Şimdi bakıyorum da grekoromende fırtına gibi esiyoruz. Hatta kasırgaya dönüştük. 4 altın çıkartırsak kimse şaşırmasın. Türk'ün gücü önce minderde belli oluyor. Hamza'nın minderdeki duruşu bile "İşte şampiyon" dedirtiyor. Geç ısınıyor ama şampiyon olacak. Bana söz verdi.
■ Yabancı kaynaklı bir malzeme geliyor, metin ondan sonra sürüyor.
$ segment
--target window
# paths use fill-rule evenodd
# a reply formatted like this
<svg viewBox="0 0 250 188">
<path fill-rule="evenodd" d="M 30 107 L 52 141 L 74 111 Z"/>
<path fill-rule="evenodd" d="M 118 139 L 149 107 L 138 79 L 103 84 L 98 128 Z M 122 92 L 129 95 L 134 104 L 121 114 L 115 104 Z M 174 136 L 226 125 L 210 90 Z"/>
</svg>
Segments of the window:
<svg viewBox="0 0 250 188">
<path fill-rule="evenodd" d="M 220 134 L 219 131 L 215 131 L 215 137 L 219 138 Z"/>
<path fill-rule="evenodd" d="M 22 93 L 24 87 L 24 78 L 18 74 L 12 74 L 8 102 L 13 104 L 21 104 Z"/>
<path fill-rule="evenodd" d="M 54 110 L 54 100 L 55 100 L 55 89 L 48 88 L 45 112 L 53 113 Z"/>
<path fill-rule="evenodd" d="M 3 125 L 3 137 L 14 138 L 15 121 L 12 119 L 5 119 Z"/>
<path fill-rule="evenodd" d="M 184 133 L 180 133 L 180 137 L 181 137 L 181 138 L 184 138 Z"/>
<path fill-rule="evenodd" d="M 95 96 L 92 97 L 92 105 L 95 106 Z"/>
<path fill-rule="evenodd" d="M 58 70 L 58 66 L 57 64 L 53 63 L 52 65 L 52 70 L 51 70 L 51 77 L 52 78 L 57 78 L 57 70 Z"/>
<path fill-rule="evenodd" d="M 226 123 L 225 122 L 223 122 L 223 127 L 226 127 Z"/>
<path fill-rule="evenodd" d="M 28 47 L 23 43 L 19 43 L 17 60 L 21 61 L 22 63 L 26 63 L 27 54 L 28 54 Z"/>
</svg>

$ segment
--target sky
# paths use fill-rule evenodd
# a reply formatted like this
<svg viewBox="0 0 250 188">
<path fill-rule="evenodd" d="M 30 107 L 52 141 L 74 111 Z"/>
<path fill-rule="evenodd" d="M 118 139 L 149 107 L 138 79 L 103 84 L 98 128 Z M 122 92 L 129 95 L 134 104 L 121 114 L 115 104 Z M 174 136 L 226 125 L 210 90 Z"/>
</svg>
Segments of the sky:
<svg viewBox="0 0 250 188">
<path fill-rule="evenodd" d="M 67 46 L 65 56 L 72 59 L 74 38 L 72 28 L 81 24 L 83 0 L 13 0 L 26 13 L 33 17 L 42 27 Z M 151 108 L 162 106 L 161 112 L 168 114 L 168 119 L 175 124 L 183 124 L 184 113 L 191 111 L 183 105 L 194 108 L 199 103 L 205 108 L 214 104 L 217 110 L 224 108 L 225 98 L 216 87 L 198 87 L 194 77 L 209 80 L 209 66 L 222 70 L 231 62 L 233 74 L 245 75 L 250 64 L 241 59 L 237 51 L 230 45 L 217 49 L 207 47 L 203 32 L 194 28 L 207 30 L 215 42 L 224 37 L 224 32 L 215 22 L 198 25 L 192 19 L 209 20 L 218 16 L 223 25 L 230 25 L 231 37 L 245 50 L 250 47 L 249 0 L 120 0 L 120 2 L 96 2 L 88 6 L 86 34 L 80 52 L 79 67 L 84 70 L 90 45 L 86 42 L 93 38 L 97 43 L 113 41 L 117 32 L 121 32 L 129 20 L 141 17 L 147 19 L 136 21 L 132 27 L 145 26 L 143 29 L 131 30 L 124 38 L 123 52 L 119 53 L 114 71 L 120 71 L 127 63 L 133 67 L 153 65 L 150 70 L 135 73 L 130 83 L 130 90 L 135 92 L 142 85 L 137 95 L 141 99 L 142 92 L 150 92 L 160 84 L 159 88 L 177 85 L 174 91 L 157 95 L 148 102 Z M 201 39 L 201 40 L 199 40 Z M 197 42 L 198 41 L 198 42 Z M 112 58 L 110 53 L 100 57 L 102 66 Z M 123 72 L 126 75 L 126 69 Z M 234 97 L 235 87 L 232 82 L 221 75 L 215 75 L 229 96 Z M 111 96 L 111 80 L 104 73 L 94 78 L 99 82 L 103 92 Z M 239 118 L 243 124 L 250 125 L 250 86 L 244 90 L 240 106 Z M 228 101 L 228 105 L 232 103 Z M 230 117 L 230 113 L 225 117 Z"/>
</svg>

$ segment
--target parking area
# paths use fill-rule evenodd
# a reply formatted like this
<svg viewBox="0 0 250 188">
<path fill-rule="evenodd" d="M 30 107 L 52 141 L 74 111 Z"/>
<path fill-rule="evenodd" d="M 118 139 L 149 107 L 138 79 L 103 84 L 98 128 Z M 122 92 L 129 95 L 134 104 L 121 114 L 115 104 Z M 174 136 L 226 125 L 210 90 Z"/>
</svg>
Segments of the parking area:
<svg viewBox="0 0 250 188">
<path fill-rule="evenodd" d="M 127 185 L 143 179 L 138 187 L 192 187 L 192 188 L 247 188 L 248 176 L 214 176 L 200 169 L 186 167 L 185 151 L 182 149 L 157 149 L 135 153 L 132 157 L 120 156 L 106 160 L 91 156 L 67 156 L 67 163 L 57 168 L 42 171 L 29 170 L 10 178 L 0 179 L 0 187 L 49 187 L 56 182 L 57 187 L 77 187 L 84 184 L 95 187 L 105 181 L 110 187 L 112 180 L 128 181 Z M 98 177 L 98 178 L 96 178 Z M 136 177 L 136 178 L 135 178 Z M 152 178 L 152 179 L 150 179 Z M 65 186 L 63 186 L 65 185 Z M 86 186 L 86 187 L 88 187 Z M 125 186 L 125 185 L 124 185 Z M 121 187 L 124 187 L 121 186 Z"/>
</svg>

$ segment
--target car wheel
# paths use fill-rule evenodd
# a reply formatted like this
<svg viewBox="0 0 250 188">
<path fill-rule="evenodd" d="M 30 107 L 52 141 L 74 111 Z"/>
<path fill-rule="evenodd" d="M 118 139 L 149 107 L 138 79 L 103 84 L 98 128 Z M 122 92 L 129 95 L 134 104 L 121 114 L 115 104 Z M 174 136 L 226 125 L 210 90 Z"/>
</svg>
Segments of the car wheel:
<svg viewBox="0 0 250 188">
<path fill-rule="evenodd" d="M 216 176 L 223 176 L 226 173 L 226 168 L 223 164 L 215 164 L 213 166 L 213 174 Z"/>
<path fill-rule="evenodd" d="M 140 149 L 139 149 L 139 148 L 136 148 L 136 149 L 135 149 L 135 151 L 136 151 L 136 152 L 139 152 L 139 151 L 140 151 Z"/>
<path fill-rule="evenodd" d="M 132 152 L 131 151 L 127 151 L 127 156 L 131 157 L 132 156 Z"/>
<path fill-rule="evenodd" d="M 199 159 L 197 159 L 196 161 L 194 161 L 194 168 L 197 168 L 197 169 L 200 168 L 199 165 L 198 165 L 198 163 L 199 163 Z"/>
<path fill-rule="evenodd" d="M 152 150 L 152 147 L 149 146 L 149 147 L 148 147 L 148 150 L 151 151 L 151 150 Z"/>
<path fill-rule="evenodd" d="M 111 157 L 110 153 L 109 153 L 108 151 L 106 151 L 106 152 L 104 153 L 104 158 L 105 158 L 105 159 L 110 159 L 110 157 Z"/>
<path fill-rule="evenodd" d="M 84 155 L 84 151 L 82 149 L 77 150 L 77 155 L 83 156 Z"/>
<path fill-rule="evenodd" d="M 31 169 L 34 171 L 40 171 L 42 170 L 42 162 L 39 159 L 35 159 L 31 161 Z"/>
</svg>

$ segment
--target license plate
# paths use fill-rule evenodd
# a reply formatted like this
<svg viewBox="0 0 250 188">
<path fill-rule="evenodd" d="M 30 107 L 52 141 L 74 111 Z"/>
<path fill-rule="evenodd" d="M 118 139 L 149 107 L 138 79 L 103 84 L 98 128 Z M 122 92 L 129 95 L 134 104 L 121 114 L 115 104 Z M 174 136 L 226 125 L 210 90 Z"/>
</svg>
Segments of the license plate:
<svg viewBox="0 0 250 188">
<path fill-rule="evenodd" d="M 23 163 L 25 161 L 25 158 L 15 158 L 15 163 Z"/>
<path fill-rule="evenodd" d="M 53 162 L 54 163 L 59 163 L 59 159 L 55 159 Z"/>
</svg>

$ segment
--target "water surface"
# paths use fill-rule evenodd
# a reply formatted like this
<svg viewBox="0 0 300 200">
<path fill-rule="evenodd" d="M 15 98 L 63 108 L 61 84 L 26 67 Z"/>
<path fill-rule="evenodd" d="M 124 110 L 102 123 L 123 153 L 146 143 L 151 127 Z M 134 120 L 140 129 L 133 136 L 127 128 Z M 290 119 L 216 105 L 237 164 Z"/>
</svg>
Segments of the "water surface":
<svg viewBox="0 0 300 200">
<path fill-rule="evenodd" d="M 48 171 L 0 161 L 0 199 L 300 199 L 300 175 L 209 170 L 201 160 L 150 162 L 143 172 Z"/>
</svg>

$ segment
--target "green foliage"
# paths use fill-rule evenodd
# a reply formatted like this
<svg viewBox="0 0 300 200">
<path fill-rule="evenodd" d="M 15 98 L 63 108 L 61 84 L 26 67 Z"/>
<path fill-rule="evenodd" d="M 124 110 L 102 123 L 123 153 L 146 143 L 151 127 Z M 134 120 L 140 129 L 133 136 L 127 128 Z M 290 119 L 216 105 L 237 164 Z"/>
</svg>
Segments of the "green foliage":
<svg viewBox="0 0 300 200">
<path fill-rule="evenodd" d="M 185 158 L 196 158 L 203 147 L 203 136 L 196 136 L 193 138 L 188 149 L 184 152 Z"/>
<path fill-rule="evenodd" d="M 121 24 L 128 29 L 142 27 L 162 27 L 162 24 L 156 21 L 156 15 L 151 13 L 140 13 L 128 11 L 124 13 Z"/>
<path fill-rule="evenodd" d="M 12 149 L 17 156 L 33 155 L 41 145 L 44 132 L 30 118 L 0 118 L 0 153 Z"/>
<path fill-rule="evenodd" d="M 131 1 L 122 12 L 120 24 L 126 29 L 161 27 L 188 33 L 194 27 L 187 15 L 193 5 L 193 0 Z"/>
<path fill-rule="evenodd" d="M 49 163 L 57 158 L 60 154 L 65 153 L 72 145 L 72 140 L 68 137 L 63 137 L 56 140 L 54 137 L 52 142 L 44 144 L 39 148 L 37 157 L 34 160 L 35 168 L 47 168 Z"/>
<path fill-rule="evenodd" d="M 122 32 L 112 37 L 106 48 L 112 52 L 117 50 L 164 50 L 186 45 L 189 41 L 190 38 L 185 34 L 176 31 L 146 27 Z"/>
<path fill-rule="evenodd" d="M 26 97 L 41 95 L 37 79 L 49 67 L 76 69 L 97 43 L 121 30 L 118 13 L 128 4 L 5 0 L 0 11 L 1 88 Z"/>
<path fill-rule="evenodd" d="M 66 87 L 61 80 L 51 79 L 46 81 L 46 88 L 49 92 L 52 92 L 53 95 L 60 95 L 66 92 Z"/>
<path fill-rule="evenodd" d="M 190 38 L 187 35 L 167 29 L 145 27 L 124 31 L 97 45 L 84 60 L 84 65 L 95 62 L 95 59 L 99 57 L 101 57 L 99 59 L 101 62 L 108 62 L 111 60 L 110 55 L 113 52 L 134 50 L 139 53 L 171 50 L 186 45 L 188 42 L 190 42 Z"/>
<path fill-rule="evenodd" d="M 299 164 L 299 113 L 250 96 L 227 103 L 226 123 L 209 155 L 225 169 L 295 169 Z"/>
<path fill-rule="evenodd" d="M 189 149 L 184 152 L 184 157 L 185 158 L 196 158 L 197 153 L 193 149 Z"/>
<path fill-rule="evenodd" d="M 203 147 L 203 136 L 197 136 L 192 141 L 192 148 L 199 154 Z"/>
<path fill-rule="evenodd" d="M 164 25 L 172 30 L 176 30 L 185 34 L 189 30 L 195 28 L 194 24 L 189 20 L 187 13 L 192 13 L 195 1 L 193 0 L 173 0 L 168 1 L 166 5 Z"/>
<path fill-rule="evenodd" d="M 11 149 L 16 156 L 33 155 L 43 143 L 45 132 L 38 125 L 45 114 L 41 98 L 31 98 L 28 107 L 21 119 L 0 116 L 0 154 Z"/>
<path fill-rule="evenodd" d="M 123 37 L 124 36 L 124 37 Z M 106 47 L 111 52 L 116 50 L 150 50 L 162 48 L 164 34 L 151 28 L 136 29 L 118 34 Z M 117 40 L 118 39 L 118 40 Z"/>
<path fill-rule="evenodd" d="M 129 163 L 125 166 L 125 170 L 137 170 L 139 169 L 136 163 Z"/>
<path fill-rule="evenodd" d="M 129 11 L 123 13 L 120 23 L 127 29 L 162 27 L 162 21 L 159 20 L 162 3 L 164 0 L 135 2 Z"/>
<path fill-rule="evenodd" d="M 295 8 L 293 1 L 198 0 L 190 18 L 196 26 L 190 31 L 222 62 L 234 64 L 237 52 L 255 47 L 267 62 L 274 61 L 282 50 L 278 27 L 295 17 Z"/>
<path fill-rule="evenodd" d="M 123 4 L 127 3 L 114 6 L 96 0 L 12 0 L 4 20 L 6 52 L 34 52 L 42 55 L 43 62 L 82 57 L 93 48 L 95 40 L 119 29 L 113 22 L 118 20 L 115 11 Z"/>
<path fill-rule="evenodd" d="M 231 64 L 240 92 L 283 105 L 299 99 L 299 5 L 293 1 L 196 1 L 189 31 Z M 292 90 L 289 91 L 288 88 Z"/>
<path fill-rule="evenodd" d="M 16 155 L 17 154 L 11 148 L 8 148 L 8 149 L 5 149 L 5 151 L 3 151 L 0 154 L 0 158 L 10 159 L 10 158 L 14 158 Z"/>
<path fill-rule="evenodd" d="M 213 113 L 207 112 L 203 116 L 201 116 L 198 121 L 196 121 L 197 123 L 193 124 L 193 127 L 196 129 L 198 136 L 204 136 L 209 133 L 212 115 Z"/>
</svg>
Şeref Eroğlu da İsrailli önünde teknik puanla galip gelirken klasını konuşturdu. Bugün Bulgar'ı devirirse kürsünün tepesine çıkar. Ercan Yıldız'ın ne yapacağı belli olmuyor. Aman, dünya şampiyonu olmuş bir güreşçi olarak evimizde bizi üzmesin.
Onları bir kenara bırakın, iki süper genç kazandık. Şeref Tüfenk ve Selçuk Çebi... İkisi de ilk kez ay-yıldızlı mayoyu giymelerine rağmen seyircinin kalbine girdiler. Şeref Tüfenk, Karadeniz inadı ile yenikken bile pes etmiyor. Aferin ona da...
İlk iki gün mindere Türk damgası vurduk. 17 maçın birini kaybederek üstün bir performans sergiledik. Güreşi manşete taşımaktan çekinmeyelim. Biz eskiden hezimeti bile manşet yapıyorduk. O zaman soruyorum: Şimdi değilse, ne zaman?